In this paper, based on the evaluation function to calculate the weight of the data feature, the premise is to evaluate the accuracy of the function, which is the theoretical basis and guarantee for the validity of the follow-up work. At present, BP neural network is one of the most popular regression algorithms. It can effectively approximate complex nonlinear mappings based on inputting samples and has the advantages of simple structure and high operability and has been applied in many fields [1, 2]. On the other hand, there are some problems [3]. First of all, the parameter training method based on the gradient descent learning algorithm converges slowly and falls into the local optimum. Secondly, there are many parameters in the neural network that need to be trained, which can take a great time to deal with. In the actual operation of the system, the model data of the system may not have been completely collected but acquired one by one or block by block, while the neural network is a learning algorithm lacking the ability to update online. It is unacceptable for many practical situations to retrain the network in response to changes in the modalities of system. However, if the parameters in the neural network are not updated in time, the fitting output of the network will greatly deviate from the real value.
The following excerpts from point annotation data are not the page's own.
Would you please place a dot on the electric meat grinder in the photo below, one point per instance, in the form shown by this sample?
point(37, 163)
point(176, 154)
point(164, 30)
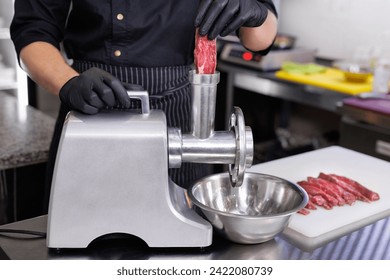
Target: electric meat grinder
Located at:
point(111, 172)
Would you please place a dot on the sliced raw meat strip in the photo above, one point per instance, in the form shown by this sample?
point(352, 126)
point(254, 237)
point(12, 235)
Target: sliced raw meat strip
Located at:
point(371, 195)
point(320, 201)
point(310, 205)
point(205, 54)
point(312, 189)
point(328, 188)
point(345, 186)
point(304, 212)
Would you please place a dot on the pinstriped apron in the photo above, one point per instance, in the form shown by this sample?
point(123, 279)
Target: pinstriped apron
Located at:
point(169, 90)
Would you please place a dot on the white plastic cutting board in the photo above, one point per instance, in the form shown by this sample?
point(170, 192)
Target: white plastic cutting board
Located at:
point(322, 226)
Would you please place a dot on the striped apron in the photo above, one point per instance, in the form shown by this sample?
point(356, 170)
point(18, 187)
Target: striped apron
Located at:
point(169, 90)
In order to solve the above problems, the industry has proposed Neural Network Incremental Learning algorithm to deal with them [4]. The incremental learning method can adjust the artificial neural network by analyzing the specific conditions and recognition results of each new sample, learn new knowledge based on the existing knowledge, and flexibly adapt to the dynamic changes of the environment [5]. Therefore, there are many researches on incremental learning algorithms [6, 7]. The main idea of incremental learning is mainly reflected in two aspects: (1) in the actual perception of data, the amount of data is often gradually increased. Therefore, in the face of new data, the learning method should only update the changes caused by the new data without changing the original knowledge base and then learn from the new data contained in the knowledge; (2) the cost of modifying a well-trained system is usually less than the cost of retraining one system. There are many frameworks for incremental learning. The core of each framework is to evaluate the similarity between new data and stored knowledge. The method thus determines the way in which new knowledge is perceived and the knowledge base is increased, which affects the growth of knowledge. Therefore, the judgment mechanism of new knowledge is the core part of incremental learning. In an Orthogonal Least Square (OLS) learning algorithm proposed by Chen, structure and parameter identification are performed simultaneously [8]. In [9], a dynamic fuzzy neural network (DFNN) based on RBF is proposed. The parameters are adjusted by Linear Least Square (LLS), and the structure can be adaptively added and deleted according to the rules. On the basis of these, a generalized DFNN (GDFNN) is proposed by the literature [10]. Based on the Ellipse Basis Function (EBF), an online parameter locating mechanism is proposed. The above algorithms are more difficult to achieve and at the same time cannot guarantee the real-time algorithm.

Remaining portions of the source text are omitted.